Daily Archives: November 21, 2019

#NaBloPoMo: No Easy Answers

A snowy field with trees

From our walk this morning

When you are trying to write something to post every day, there are days like this. Days where there are at least three big topics you might write about, but each one feels too big and you aren’t really sure exactly what you have to say about it anyway.

For example, today I’m thinking about: how to know what to do when the symptoms you are dealing with are connected to multiple conditions, how to help someone who is struggling, and the difficulty of decluttering. In regards to the first, I was thinking this morning how some of my current primary symptoms are fatigue, anxiety, and depression. Tracing them back to a single source or cause in order to track down a fix isn’t really all that easy since besides external environmental factors out of my control and difficult to pinpoint, they are some of the key symptoms of being highly sensitive, having an autoimmune disorder, having seasonal affective disorder, being perimenopausal, and suffering from burnout — all things I’m dealing with.

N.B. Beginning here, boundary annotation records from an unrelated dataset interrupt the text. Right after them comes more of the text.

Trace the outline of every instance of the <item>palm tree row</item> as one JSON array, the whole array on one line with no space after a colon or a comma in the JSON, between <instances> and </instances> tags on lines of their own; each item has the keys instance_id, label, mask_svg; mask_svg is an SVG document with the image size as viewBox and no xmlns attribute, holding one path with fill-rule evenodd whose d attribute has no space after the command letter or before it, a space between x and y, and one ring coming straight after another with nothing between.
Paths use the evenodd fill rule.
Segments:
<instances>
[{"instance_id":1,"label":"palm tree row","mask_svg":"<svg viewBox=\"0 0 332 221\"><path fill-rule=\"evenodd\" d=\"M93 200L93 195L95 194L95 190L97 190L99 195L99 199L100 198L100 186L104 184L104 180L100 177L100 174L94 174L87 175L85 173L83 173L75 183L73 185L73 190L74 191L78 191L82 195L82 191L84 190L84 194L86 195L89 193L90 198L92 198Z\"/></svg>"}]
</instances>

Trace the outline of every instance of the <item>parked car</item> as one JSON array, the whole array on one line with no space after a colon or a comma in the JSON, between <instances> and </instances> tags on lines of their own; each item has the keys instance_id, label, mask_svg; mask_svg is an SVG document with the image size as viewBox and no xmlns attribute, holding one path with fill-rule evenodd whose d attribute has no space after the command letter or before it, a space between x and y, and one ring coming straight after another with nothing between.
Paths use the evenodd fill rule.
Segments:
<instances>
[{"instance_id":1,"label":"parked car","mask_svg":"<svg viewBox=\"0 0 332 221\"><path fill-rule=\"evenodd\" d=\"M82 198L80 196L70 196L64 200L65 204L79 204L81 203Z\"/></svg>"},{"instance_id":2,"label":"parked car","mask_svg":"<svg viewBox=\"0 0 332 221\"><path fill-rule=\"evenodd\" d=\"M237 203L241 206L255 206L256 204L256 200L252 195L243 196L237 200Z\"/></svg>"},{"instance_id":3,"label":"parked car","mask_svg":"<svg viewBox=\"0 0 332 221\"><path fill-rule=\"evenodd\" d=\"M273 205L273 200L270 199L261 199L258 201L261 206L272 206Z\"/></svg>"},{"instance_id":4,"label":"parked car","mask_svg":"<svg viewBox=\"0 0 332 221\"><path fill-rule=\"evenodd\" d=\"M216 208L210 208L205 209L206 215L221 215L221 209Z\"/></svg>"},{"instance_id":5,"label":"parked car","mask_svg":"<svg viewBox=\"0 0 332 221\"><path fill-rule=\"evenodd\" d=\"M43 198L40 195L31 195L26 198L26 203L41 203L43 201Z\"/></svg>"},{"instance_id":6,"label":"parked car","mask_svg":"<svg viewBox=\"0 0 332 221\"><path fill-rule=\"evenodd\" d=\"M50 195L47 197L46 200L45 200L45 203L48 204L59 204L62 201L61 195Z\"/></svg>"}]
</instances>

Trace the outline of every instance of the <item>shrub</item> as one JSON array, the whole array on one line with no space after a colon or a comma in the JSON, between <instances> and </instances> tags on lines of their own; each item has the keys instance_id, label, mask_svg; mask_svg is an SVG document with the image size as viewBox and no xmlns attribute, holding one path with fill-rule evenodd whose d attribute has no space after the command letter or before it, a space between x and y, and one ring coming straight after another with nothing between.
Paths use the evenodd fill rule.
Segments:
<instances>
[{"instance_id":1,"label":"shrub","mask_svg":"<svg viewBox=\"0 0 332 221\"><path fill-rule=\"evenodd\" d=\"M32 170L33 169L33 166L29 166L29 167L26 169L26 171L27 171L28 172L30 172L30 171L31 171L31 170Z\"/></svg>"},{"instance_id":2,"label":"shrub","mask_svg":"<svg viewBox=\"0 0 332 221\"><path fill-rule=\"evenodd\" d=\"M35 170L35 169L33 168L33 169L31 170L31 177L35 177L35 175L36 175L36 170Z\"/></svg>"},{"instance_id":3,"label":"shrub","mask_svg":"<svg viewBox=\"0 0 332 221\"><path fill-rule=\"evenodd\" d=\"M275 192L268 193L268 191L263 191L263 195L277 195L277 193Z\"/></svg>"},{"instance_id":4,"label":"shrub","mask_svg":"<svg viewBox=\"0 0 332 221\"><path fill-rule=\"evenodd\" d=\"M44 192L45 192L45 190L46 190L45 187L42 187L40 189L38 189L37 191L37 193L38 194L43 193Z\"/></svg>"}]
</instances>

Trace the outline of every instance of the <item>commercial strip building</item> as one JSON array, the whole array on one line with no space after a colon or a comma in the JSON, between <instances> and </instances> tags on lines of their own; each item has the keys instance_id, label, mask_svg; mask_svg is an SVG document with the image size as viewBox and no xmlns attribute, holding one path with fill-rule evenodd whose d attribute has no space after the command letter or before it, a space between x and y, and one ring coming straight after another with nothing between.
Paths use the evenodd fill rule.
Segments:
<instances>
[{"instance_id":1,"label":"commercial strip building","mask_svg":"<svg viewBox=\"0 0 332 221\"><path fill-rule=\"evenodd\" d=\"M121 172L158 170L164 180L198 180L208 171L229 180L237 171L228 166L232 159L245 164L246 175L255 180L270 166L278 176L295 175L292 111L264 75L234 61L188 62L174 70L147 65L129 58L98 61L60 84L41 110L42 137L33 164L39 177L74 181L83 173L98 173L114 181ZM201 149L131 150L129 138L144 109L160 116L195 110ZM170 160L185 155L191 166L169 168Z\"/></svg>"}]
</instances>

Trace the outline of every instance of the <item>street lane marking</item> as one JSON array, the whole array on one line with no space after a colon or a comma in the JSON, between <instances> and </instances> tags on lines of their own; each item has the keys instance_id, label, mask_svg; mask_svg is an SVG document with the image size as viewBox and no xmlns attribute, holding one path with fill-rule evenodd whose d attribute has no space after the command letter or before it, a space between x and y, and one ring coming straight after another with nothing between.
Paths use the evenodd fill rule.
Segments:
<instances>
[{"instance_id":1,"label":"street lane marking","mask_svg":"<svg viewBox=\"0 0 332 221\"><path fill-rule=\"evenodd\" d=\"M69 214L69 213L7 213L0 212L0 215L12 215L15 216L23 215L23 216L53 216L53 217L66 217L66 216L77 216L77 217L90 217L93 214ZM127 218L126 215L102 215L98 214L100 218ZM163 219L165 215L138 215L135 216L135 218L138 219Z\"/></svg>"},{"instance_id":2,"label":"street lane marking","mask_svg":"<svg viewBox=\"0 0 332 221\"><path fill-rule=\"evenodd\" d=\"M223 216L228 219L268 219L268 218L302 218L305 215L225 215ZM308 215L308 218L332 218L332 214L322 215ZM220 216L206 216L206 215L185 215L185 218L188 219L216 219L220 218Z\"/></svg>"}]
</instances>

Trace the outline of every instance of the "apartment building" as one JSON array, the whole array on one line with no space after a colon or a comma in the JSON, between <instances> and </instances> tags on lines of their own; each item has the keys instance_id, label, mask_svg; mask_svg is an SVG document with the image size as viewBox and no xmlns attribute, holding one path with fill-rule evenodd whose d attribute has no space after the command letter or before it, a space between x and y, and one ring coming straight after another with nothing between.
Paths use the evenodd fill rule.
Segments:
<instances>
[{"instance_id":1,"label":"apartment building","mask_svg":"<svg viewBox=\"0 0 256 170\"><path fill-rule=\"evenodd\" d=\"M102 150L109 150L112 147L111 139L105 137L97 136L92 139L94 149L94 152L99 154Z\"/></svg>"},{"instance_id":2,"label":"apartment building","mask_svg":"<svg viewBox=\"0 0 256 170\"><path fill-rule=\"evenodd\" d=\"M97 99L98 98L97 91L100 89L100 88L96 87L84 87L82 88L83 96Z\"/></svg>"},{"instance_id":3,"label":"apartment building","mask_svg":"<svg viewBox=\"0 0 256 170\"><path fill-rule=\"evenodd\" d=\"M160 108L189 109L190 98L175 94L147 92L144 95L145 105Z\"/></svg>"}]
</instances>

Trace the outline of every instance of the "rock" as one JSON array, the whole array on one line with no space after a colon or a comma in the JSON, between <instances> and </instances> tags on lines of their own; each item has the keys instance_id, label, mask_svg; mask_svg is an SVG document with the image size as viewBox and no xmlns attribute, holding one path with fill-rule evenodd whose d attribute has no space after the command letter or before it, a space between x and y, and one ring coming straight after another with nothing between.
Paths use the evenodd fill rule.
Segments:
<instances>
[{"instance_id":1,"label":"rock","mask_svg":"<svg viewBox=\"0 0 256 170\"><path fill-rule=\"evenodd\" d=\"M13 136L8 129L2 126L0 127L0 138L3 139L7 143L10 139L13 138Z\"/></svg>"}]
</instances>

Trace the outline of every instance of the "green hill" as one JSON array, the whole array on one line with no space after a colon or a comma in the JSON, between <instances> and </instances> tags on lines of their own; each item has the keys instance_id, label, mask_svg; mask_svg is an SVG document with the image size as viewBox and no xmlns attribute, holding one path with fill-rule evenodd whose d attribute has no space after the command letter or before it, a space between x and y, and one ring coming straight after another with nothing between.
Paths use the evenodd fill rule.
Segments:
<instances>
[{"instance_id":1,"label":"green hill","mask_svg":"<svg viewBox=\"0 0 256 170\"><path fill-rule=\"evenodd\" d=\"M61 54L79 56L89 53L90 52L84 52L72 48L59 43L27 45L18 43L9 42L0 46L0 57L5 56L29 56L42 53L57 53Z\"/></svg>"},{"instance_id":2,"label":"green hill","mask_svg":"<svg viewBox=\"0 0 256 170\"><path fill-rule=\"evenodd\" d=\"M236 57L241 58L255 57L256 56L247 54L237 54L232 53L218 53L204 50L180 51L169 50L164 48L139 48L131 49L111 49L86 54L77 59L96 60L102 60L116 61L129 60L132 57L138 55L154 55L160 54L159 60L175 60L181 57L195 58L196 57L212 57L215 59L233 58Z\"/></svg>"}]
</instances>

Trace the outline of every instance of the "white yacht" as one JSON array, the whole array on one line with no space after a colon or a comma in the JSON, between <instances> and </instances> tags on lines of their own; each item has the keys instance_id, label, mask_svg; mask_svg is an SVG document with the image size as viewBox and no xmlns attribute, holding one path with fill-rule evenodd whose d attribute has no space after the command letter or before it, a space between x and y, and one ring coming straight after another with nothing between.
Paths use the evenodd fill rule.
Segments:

Then there’s knowing someone is struggling but not knowing how to help, and how much more complicated it gets when the one(s) struggling don’t even know what they need or want or maybe they don’t think they need help or don’t want help, and they are family, and there may or may not be children involved, and doing nothing isn’t really an option.

And of the three, maybe the difficulty of decluttering seems simple, but it’s not. I brought home things that had lived in my CSU office to integrate into my home office, which was already overflowing and piling up all around me. I started by putting some things in the garage and trying to sort through them there, but that just made a whole new mess in a second location. Eric cleaned up the garage, moving all my stuff to one side, and then said recently, “maybe while I’m on break next week, we can take that stuff to Goodwill.” I said, “what stuff?”, as I’d already taken the load of what I had to donate. He answered, “that stuff on the one side” referring to my things I was sorting but certainly not yet planning to get rid of, and I responded, “that’s NOT for Goodwill!” The space I do my work in feels like it needs to be decluttered and organized before I can feel good about getting anything done in there, but each time I even think about it, I just can’t…which only keeps me stuck.

I was explaining this to my friend after we were writing together this morning. That I had all these big things to contemplate and write about but none of them seemed manageable. After listening to me talk, she said, “there are no easy answers.” She took these three seemingly unworkable ideas, the whole entire human condition, and summed it up, just like that.